Modern machine learning or one can say deep learning algorithms, have become really good at multiple tasks. For example, object detection tasks have been overtaken by modern ML methods.
There is a growing understanding that larger models are “easy” to optimise in the sense that local methods, such as stochastic gradient descent (SGD), converge to global minima of the training risk in over-parameterized regimes. Thus, it is believed that large interpolating models can have low test risk and be easy to optimise at the same time.
Appropriately chosen “modern” models usually outperform the optimal “classical” model on the test set. Another important practical advantage of over-parameterized models is in optimisation.
However, it is now common practice to fit highly complex models like deep neural networks to data with (nearly) zero training error, and yet these interpolating predictors are observed to have good out-of-sample accuracy even for noisy data.
Overview Of Bias-Variance Trade-Offs In ML
Bias is the difference between the model's expected predictions and the true values and variance refers to the algorithm's sensitivity to specific sets of training data. Bias vs. variance refers to the accuracy vs. consistency of the models trained by the algorithm.
To build a good predictive model, one needs to find a balance between bias and variance that minimises the total error because:
Total Error = Bias^2 + Variance + Irreducible Error
An optimal balance of bias and variance leads to a model that is neither overfitting nor underfitting. The predictor is commonly chosen from linear functions or neural networks with a certain architecture, using empirical risk minimisation (ERM) and its variants.
Bridging The Old And New
The classical approach to understanding generalisation is based on bias-variance trade-offs, where model complexity is carefully calibrated so that they fit on the training sample reflects performance out-of-sample.
In an attempt to investigate the bias-variance tradeoff for neural networks and to shed more light on their generalisation properties, researchers at Ohio State University and Columbia University, by introducing a new “double descent” risk curve that extends the traditional U-shaped bias-variance curve beyond the point of interpolation.
The experimental results show that while the behaviour of SGD for more general neural networks are not fully understood, there is significant empirical and some theoretical evidence that a similar minimum norm inductive bias is present and averaging potentially non-smooth interpolating solutions leads to an interpolating solution with a higher degree of smoothness.
Above picture has a classical U-shaped risk curve arising from the bias-variance trade-off on the left and a e double descent risk curve, which incorporates the U-shaped risk curve (i.e., the “classical” regime) together with the observed behavior from using high complexity function classes (i.e., the “modern” interpolating regime) on the right.
The belief that a model with zero training error is overfit to the training data and will typically generalise poorly is very popular amongst ML practitioners. However, modern machine learning methods, nowadays, fit the training data perfectly or near-perfectly. For instance, highly complex neural networks and other non-linear predictors are often trained to have very low or even zero training risk.
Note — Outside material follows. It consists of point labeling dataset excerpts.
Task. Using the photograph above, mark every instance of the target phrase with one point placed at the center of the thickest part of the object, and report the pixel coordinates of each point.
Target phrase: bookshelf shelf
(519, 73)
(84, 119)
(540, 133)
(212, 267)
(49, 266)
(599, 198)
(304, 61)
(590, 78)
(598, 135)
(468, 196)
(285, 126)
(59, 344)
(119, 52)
In spite of the high function class complexity and near-perfect fit to the training data, these predictors often give accurate predictions on new data.
This attempt to bridge the two regimes through fundamental statistics standpoint is to maintain the intuition around machine learning models intact.
Evolution On Other Fronts
As we discuss something as fundamental as reconciling bias-variance trade-offs in modern ML methods, research is being done in some unheard avenues. Questions such as whether backpropagation is necessary and what is the importance of feedback loops for recommendation engines are being asked. Robustness of a machine learning model is being achieved by introducing noise during training. Researchers have gone as far as preparing a model to train better. In short, energies are shifting from post-training and testing to pre-training strategies.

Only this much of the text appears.